Term Gaps: An Alternative to Term Limits

Politicians often become corrupt because those who have enjoyed a long stay in Washington have a knack for making friends: lobbyists, their wealthy financiers, CEO’s, etc., pretty much anyone who pays you more and makes your life more comfortable than your own constituents do. It is these well connected people that congresspersons come to truly represent.
Things wouldn’t be so bad if we could inject some fresh blood into the system from time to time. Unfortunately, because they have so many friends, incumbents have an edge in all campaign fronts. So, some reformers think the best way of fixing things is to limit the number of terms officials can serve. The problem with this solution is that being a Representative or Senator isn’t the only way corrupt politicians can serve their benefactors. Their backers can offer them lucrative careers working for them as laywers or lobbyists. Their constituents cannot offer them any similar retirement packadge. So if, e.g., you’re a congressman, and this is the last term you’re allowed to serve, what do you do: what’s in the best interests of your constituents, and not get much, if anything, in return, or do what helps out your wealthy buddies who can have you set for life? As often happens, the right choice is not necessarily the most prudent one.

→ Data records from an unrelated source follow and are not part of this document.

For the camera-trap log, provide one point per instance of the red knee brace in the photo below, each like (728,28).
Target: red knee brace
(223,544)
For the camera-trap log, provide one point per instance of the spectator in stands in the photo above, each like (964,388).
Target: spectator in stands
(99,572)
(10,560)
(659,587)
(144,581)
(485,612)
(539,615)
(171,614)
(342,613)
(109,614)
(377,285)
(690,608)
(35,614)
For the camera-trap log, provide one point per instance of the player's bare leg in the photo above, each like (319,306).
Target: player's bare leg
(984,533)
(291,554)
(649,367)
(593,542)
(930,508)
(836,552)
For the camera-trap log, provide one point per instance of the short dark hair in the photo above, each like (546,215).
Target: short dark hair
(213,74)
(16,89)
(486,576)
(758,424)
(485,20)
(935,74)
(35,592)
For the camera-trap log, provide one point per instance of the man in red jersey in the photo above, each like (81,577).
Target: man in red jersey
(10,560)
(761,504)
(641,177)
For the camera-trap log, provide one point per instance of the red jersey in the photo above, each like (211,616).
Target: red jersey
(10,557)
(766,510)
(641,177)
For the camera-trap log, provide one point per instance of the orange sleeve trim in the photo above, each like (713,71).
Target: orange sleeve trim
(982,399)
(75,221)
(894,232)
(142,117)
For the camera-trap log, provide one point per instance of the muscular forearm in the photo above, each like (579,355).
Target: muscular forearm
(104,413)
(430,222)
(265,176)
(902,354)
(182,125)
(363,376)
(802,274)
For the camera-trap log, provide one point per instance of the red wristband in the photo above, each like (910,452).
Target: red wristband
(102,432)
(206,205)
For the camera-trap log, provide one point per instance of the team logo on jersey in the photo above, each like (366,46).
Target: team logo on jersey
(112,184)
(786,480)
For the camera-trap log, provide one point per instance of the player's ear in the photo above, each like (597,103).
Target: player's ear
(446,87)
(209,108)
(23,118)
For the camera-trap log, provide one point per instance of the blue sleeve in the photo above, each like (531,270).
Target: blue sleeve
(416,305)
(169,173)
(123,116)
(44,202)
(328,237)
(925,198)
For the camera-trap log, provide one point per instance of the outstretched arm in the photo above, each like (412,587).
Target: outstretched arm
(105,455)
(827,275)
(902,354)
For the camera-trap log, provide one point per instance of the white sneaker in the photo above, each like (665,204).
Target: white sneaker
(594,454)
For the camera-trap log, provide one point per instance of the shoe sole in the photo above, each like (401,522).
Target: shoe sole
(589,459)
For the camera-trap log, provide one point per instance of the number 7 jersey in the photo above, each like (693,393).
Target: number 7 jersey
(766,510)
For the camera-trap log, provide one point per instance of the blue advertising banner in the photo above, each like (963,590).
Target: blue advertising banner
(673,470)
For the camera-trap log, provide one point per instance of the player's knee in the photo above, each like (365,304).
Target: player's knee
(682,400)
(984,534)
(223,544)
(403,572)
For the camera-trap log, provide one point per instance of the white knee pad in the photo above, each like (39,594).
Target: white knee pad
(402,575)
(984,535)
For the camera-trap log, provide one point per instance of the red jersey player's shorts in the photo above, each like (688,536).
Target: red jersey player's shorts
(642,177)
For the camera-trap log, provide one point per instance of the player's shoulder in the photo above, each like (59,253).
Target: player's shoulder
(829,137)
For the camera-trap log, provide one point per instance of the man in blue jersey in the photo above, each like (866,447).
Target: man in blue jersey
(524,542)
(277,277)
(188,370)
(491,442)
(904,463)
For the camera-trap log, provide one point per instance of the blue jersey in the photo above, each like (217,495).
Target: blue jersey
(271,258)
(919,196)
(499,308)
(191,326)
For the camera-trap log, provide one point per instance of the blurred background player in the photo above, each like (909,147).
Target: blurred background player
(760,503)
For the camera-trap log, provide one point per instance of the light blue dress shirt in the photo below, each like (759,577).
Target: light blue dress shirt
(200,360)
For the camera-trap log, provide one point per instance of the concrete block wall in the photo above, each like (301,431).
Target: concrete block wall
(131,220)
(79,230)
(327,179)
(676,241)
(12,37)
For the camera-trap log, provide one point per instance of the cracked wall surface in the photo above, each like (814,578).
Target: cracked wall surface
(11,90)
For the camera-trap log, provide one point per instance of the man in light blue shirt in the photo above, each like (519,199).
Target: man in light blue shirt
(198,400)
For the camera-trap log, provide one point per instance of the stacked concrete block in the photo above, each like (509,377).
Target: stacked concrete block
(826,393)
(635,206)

My solution is to have term gaps rather than term limits. So let’s say Jones is a Senator, for which the normal term is six years. According to my proposed reform, Jones, once in office, wouldn’t be able to run for the term immediately following the one he is now serving. Once his term is up, and his succesor elected, then he will be able to run for the term following his succesor's. This way new, hopefully uncorrupted individuals have a chance to enter the system. But because it is always possible to run again, officials can’t do anything that is too detrimental to the interests of those they represent. Of course this system will also have its problems. For example, we will have to worry about adjusting the ratio of gaps to runnable terms; should it be one to one, one to two, one to three, etc.? Should candidates be allowed to run multiple times in a row before facing a gap? We must obviously face a tradeoff in trying to balance the tendency of officials to accumulate power against their constituents’ ever fading memories of their actions. Finally, we have to worry about incumbents of previous terms simply trading places with each other every gap, instead of being replaced by fresh individuals. But this too could be fixed by having “jubilee terms”, either for the entire congress or given states, where only politicians who have never held that office before could run. After the jubilee term, incumbents could run for that office again. So while I admit this term-gaps proposal has its share of difficulties, I can’t see how it would be worse than the current system, and at least it has the potential of being better.